Despite the serious risks, some owners still give treats that contain alcohol to their dogs. Some argue that because the vanilla extract is only added in very small quantities, that the alcohol is heavily diluted and causes no danger to dogs. But is it worth the risk? This is especially risky if you have a small or toy breed.
Alcohol-Free Vanilla Extract
Some forms of vanilla extract are labeled as alcohol-free extract. These tend to use vegetable glycerin, rather than ethanol, for the extraction process. This is a simple compound that is colorless, odorless, and non-toxic. It has a sweet taste, although this is unlikely to transfer to the foods you use it in because it will be present in very small amounts.
Vegetable glycerin is perfectly safe for your dog to consume barring any allergic reaction, and this means that vegetable glycerin based vanilla extract is also considered safe for canine consumption.
The solution is used in commercial dog foods, especially because it works as a binding agent and it enables food to retain a chewy consistency.
Another way that dogs might consume vanilla is in existing and prepared foods. It is most commonly used in sweet foods and treats, including ice cream and yogurts. It may also be found in cakes and biscuits. These foods need to be considered on their own merits and pitfalls, and you will need to thoroughly check the ingredients.
Determine the type of vanilla flavor that was added, and look at additional and supplementary ingredients.
Many sweet treats include sugar. Sugar is not toxic to dogs, but it can quickly lead to them putting on weight and may even cause behavioral complaints if fed regularly.

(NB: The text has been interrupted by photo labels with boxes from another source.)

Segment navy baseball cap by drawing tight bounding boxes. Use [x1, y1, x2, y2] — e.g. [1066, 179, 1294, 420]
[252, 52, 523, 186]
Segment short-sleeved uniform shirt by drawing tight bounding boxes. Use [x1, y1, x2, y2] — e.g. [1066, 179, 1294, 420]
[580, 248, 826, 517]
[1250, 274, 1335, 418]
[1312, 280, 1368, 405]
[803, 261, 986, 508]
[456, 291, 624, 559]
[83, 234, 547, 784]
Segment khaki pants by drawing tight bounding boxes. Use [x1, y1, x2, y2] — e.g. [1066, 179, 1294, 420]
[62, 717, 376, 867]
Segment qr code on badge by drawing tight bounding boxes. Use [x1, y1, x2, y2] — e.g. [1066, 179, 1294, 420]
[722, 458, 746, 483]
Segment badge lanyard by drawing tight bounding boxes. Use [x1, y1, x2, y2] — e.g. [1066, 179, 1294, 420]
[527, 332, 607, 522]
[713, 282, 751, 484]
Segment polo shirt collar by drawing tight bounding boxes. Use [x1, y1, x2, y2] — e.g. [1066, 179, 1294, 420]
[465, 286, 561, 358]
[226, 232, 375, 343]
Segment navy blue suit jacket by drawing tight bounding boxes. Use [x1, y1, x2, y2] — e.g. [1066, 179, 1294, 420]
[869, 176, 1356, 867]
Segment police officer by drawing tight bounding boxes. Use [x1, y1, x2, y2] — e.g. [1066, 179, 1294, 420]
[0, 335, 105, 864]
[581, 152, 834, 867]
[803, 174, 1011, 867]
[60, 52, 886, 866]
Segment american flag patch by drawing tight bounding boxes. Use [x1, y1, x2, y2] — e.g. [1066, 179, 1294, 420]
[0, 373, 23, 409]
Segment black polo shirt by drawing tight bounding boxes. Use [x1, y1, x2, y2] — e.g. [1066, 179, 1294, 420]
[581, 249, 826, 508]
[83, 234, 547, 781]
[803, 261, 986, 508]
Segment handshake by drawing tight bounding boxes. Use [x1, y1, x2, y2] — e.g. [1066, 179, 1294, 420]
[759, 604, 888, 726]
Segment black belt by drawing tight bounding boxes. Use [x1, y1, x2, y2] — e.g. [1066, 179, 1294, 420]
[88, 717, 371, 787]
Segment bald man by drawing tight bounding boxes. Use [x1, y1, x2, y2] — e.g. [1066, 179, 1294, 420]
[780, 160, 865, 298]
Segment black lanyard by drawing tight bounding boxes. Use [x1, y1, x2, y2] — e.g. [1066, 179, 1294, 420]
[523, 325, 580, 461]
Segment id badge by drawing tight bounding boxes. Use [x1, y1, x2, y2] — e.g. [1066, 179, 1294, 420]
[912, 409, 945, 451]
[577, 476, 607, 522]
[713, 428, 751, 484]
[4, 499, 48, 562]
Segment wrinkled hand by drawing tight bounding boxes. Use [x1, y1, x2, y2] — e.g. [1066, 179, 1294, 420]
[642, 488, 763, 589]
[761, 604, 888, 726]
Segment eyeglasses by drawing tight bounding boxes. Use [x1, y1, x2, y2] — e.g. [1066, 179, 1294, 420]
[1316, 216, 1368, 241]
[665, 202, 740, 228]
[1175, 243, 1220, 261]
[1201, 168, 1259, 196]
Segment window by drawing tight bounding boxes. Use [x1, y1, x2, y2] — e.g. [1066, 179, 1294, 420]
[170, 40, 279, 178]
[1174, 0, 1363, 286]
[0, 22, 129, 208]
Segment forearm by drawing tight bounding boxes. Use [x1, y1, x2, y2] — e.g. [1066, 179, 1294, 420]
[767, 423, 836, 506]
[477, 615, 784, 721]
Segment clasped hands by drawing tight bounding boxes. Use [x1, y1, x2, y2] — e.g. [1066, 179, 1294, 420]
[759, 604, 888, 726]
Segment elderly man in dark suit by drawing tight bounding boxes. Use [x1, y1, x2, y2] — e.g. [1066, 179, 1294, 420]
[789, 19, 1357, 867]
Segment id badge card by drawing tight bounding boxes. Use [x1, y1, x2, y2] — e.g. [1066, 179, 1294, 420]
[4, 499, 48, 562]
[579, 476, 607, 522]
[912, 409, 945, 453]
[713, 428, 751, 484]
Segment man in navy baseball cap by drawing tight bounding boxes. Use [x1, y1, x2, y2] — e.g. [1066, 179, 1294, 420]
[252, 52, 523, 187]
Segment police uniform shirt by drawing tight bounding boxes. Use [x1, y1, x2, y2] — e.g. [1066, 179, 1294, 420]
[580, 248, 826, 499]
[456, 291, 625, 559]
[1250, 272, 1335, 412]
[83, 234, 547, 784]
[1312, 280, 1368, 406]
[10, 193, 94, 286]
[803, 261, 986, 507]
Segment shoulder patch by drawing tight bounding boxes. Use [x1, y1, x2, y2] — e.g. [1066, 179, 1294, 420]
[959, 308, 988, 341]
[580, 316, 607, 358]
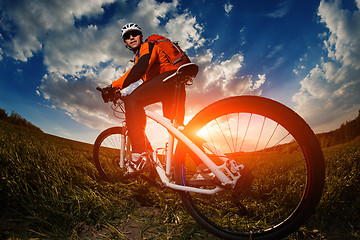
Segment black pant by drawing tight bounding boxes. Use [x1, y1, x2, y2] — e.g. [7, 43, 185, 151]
[124, 71, 186, 153]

However, a worse ingredient than sugar is an artificial sweetener. One of the most common artificial sweeteners is xylitol.
Xylitol Toxicity In Dogs
Xylitol is highly toxic to dogs, and it only takes a small amount of this artificial ingredient to cause toxicity. It can lead to dangerously low blood sugar, seizures, and may even lead to liver failure and death in dogs. Xylitol is a common ingredient in foods that are labeled as “diet”, “low sugar”, and “no sugar”, and while the vanilla in foods like vanilla yogurt might not cause any damage to your dog, the xylitol certainly could.
Generally, you should avoid feeding your dog processed foods, because they contain ingredients like artificial sweeteners and other artificial ingredients.

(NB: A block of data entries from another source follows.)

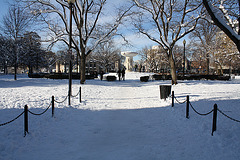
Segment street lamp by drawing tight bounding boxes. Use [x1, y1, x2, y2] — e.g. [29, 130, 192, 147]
[183, 39, 186, 77]
[68, 0, 75, 105]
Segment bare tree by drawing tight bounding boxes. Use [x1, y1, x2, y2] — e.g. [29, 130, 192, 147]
[133, 0, 203, 84]
[1, 3, 33, 80]
[203, 0, 240, 52]
[90, 41, 121, 72]
[191, 19, 219, 74]
[23, 0, 131, 84]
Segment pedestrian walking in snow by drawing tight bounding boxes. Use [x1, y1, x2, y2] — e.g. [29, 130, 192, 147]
[122, 68, 125, 81]
[100, 71, 103, 81]
[117, 69, 121, 81]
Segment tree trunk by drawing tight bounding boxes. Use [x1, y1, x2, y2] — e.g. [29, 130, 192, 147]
[80, 53, 86, 84]
[168, 51, 177, 85]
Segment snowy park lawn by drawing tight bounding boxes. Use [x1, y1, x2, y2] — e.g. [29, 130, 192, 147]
[0, 73, 240, 160]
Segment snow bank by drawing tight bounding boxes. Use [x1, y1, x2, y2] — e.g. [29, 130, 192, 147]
[0, 73, 240, 160]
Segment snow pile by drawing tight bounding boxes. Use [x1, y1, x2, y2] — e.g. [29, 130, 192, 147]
[0, 73, 240, 160]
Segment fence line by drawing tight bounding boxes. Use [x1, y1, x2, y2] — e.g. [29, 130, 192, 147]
[28, 102, 52, 116]
[0, 87, 81, 137]
[189, 102, 213, 116]
[0, 111, 24, 126]
[172, 91, 240, 136]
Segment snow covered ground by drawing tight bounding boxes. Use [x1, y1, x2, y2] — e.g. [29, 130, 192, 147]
[0, 73, 240, 160]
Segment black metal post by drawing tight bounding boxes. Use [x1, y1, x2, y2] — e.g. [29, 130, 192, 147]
[186, 96, 189, 119]
[52, 96, 54, 117]
[68, 2, 73, 105]
[212, 104, 217, 136]
[183, 40, 186, 79]
[24, 105, 28, 137]
[79, 87, 82, 103]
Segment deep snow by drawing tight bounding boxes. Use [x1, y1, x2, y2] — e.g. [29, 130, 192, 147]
[0, 73, 240, 160]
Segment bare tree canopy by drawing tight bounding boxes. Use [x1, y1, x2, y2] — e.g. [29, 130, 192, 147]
[1, 2, 34, 80]
[203, 0, 240, 51]
[23, 0, 131, 83]
[133, 0, 203, 84]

Vanilla Health Benefits For Dogs
Vanilla does contain a lot of antioxidants, but it is used in such small quantities in recipes that it does not really offer any benefit to humans or dogs. While it is safe to feed to your dog, if it is straight from the pod or is an extract made from vegetable glycerin, there is no physical benefit to feeding it.
How To Give Your Dog Vanilla
Vanilla extract has a very strong flavor, and there is very little vanilla that comes directly from the pod. As such, using pure vanilla as a flavoring in a natural dog treat is the most common way to feed it to your furry friend.
A canine-friendly homemade ice-cream is one way to give this spice to your dog. Mix natural yogurt, peanut butter, and vanilla together, place it in molds, and allow the mixture to freeze. This frozen yogurt treat will taste of vanilla and offer a refreshing treat that your dog will love, especially in the hot summer months when he wants to cool down.
Is It Safe To Give Dogs Vanilla?
In its pure form, vanilla is perfectly safe for dogs to eat, although it offers very little health benefit. As an extract, you must avoid alcohol-based extracts and opt for those that use vegetable glycerin, instead.
You can use these extracts to make any of a range of sweet canine treats, including frozen vanilla yogurt. If your dog does consume extract containing alcohol, or processed foods containing xylitol, you should consult a vet as soon as possible to avoid serious and potentially life-threatening consequences.